With Chopra’s silver and four bronze medals, three of them coming from the shooting contingent last week, India stood 63rd in the medals table. Arch-foes Pakistan were 10 notches above thanks to Nadeem’s gold, the country’s lone medal at the big event.
A day after wrestler Vinesh Phogat’s heartbreaking disqualification from the 50kg gold medal bout, the Indian contingent was desperately hoping for medals from the hockey team and Chopra.
Both delivered but Chopra, despite becoming a bonafide legend in Indian athletics with his consecutive Olympic medals, was a shade underwhelming, managing just one legitimate throw, the medal-winning 89.45m effort.
It was a season’s best performance but not enough to get him the gold, which was snared by Nadeem with a throw of 92.97m, a new Olympic record that left the Stade de France stunned.
The earlier Olympic record stood at 90.57m in the name of Andreas Thorkildsen of Norway, set during the 2008 Beijing Games.
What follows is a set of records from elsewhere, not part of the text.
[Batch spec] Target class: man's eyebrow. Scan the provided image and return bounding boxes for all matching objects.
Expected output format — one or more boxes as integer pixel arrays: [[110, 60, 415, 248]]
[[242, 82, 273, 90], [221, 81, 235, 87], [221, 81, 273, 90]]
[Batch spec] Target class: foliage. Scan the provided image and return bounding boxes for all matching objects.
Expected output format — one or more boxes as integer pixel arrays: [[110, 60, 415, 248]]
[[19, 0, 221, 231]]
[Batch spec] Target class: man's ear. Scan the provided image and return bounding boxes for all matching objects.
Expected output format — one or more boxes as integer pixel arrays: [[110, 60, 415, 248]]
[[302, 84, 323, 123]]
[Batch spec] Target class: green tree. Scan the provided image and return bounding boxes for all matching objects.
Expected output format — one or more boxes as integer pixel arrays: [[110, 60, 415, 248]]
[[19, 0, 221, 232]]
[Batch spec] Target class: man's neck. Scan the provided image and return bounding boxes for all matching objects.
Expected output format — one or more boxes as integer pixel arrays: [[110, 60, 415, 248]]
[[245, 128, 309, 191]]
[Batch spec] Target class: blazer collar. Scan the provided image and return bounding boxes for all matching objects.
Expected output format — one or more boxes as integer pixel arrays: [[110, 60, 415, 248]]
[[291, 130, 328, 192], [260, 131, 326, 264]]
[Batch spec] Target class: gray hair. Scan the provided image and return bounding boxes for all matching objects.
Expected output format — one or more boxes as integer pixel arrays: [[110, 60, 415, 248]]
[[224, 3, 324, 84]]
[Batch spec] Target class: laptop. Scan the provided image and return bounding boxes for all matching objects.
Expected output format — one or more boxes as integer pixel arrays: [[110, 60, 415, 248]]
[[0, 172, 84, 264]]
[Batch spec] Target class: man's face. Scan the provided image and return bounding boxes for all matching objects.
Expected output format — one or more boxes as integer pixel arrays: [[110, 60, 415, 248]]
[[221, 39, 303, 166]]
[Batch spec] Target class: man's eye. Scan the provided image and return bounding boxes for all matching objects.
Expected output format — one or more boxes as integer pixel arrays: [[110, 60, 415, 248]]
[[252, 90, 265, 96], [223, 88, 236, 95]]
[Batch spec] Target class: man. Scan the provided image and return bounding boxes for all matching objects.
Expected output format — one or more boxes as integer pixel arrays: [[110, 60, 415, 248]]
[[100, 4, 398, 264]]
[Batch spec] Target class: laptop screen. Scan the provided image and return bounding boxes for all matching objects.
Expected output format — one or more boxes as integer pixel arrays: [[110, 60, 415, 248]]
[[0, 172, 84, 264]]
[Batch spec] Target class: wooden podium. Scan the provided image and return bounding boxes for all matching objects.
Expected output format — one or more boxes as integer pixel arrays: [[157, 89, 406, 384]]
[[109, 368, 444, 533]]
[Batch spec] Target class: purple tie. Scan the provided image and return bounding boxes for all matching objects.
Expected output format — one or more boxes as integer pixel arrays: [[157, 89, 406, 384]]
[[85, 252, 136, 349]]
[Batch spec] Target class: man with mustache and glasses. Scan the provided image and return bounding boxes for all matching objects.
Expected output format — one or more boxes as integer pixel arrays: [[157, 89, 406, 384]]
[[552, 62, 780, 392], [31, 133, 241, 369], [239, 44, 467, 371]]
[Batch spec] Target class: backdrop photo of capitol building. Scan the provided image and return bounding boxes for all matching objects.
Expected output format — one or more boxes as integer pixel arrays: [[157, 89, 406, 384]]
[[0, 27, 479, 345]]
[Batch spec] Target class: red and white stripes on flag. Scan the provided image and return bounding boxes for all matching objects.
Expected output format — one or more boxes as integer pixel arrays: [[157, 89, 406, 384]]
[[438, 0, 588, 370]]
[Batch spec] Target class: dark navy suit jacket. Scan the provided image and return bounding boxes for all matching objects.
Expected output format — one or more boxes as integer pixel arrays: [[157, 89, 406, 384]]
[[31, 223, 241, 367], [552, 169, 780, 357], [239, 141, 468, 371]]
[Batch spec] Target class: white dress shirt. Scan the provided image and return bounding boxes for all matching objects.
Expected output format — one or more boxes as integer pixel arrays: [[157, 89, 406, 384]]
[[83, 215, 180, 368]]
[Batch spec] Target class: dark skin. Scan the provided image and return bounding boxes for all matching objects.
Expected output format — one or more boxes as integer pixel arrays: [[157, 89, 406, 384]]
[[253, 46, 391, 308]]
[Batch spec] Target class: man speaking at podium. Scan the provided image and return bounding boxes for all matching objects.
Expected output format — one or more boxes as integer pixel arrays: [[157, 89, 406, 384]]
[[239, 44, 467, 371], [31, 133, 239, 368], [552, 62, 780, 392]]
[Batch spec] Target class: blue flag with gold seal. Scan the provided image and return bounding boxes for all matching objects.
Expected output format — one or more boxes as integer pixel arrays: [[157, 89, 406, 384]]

Thorkildsen was watching the proceedings from the stands, along with three-time Olympic champion and world record (98.48m) holder Jan Zelezny of Czech Republic.
Nonetheless, Chopra became only the third Indian and the first in track and field to win back-to-back individual Olympic medals.
Only wrestler Sushil Kumar (2008 and 2012) and shuttler PV Sindhu (2016 and 2021) have won back-to-back Olympic medals.